I don't remember why I started calling him The Captain, but we emailed and messaged a lot and I did. He called me Commodore, which may not have seemed like a significant thing to him. It was significant for me. I had always wanted a nick name and I didn't really have any. I hated Rach and Rachy (never fear those of you who call me these things, the loathing has gone down), and had christened myself Rae in the 9th grade. Rae was the only nick name that anyone ever called me.

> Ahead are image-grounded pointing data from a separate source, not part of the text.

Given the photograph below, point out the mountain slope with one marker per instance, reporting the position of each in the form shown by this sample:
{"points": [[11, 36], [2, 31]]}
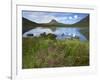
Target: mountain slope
{"points": [[83, 23], [27, 24]]}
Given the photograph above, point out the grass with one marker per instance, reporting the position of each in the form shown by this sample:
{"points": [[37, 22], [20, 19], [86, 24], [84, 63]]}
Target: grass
{"points": [[45, 52]]}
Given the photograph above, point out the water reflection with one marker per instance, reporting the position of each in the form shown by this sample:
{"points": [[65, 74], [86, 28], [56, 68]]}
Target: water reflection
{"points": [[60, 32]]}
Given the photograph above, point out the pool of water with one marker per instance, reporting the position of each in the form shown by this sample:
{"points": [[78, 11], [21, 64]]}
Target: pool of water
{"points": [[60, 32]]}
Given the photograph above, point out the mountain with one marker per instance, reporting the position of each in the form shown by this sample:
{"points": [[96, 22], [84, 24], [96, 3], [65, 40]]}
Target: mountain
{"points": [[83, 23], [53, 22], [27, 24]]}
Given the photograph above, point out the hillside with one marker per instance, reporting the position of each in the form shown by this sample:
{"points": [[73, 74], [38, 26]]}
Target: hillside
{"points": [[83, 23], [27, 24]]}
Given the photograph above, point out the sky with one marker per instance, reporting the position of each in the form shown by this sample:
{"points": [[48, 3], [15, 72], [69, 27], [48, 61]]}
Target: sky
{"points": [[46, 17]]}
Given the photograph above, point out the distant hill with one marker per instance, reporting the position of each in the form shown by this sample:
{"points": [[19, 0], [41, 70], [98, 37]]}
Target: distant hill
{"points": [[83, 23], [27, 24]]}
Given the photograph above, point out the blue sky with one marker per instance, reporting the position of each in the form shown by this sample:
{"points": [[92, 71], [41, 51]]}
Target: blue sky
{"points": [[46, 17]]}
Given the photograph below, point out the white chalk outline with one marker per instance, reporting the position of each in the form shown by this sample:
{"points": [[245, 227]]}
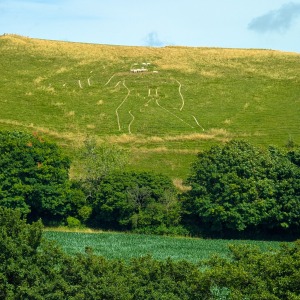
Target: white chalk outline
{"points": [[129, 126], [179, 90], [117, 114], [117, 84], [197, 123], [173, 114], [109, 80]]}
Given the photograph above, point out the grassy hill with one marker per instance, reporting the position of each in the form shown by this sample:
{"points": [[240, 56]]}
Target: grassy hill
{"points": [[186, 101]]}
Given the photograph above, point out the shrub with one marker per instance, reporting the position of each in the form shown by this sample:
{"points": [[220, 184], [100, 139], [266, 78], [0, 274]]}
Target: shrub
{"points": [[238, 187]]}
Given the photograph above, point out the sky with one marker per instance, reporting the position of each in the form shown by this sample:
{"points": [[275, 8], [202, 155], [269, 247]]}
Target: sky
{"points": [[262, 24]]}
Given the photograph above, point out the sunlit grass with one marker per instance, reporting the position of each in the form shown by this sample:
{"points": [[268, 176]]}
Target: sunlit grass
{"points": [[197, 97], [126, 246]]}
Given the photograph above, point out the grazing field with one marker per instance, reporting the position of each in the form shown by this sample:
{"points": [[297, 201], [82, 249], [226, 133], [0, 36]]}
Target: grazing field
{"points": [[186, 101], [126, 246]]}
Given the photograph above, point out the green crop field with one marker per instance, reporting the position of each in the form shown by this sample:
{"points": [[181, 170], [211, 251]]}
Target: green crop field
{"points": [[186, 101], [126, 246]]}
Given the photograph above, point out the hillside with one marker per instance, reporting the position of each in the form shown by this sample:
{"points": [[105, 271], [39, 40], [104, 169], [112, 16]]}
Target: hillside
{"points": [[181, 100]]}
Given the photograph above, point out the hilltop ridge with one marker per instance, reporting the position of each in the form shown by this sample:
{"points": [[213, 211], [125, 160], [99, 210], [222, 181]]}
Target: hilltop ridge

I remember thinking that I was amazed at how much he was willing to tell me back then. He would say things and then say how he didn't usually talk to people about those things. 

We had an EFY reunion and I remember thinking that he was one of the happiest people I had ever met. We watched a movie (I don't even remember which one it was, something Disney) and whenever he laughed the whole group would laugh because it was infectious. 

And then, a few months after we met one of my friends (who would later be my roommate in college) had a sister commit suicide. It was on or around November 7th that I came home from school, having learned this, and I got straight on my computer and waited until the Captain was on MSN. I immediately made him promise that he would never commit suicide. My friend's sister reminded me of the Captain and it struck me to my core that he might do the same thing.

But I still didn't want to be anything more than friends. 




These were pictures I took specifically for MSN so that I could show the difference between me with glasses and without.